My whole point is: One cannot lump everyone, whether it is a physician or mechanic or whatever into one category. My husband is alive and still with me because of the EXCELLENT skill of the doctors HERE, and for that I am eternally grateful. We definitely do not get all the "culls".
ilovetv
03-01-2014, 11:26 AM
Finding "on call" specialists is always problematic when you don't have teaching hospitals (hospitals with interns and residents). As the insurance companies pushed for more and more day surgery, the rationale for doctors to maintain privileges at hospitals (and the required on call days that come with it as well as costs) led docs to stop doing surgery in hospitals and do it in their own clinics instead. If you look at the local ophthalmologists, all do surgeries in their own offices/clinics. And the hospitals don't want docs who don't bring them business working at their hospital.

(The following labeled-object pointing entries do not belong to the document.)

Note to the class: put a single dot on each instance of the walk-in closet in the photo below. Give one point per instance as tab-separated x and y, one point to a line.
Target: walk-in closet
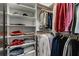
39	29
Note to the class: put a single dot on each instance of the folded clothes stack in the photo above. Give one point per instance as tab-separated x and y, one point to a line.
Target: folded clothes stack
17	42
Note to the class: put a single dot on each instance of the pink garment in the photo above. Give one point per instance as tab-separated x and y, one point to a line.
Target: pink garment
69	17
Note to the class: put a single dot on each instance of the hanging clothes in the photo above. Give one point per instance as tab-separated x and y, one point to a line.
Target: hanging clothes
67	51
43	45
53	19
49	20
55	46
43	19
58	45
64	14
76	18
69	17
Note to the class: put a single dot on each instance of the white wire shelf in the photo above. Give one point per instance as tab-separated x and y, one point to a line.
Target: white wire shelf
1	37
21	16
21	7
27	53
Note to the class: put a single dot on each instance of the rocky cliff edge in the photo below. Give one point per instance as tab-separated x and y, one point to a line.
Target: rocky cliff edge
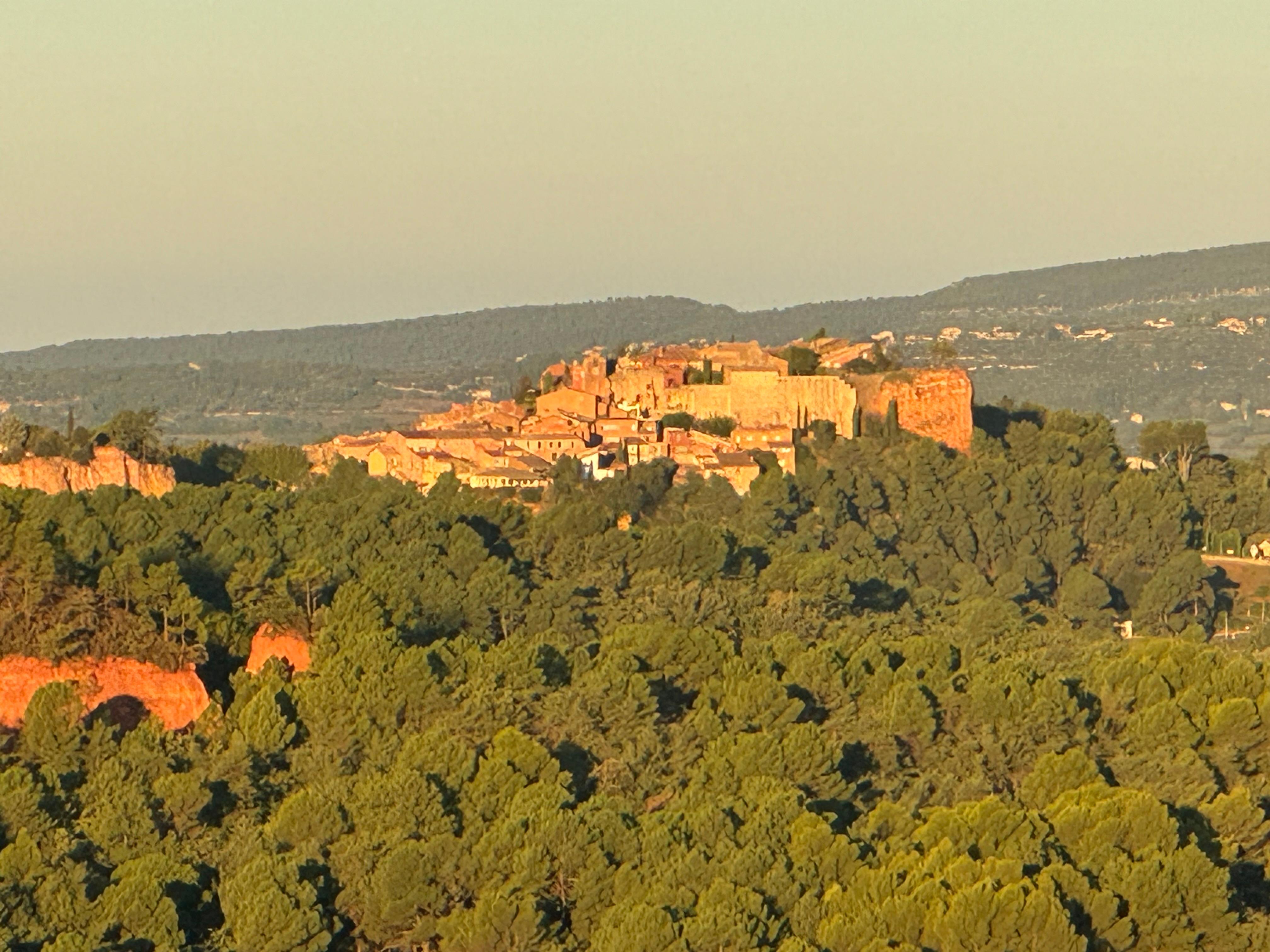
108	468
177	699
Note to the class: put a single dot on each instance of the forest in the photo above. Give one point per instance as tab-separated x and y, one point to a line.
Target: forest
882	705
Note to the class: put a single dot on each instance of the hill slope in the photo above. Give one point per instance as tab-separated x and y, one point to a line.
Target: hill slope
298	384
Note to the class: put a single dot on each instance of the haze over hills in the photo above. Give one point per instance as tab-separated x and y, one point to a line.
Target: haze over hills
1189	361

I knew an oral surgeon whose wife got fed up with the unpaid bills (over 90%) of "after hours patients" who started going in with her hubby and collaring the patients family to pay while her husband worked on the person. Still collected less than 50% of bills due.
And THAT is "where the rubber meets the road"!
rn1tv
03-01-2014, 01:59 PM
ilovetv, to my knowledge, no ophthalmologists go to TVRH, they all pulled out sometime again and use their own surgery centers. I retired RN from TVRH and recently had to have cataract surgery under the hospital's insurance. It would have been a lot cheaper for me if I could have had it done at TVRH. Not sure why they all pulled out...probably more $ in their pockets!
In response to your comment on how busy the ophthalmologists are in their practice, how about the surgeon who performed complicated surgeries all day but are on-call for emergencies and called back in the middle of the night for an emergency appendectomy? Just know there are docs on call at the hospitals, just not ophthalmologists at TVRH. I, too, hope the availability at our local hospitals increases!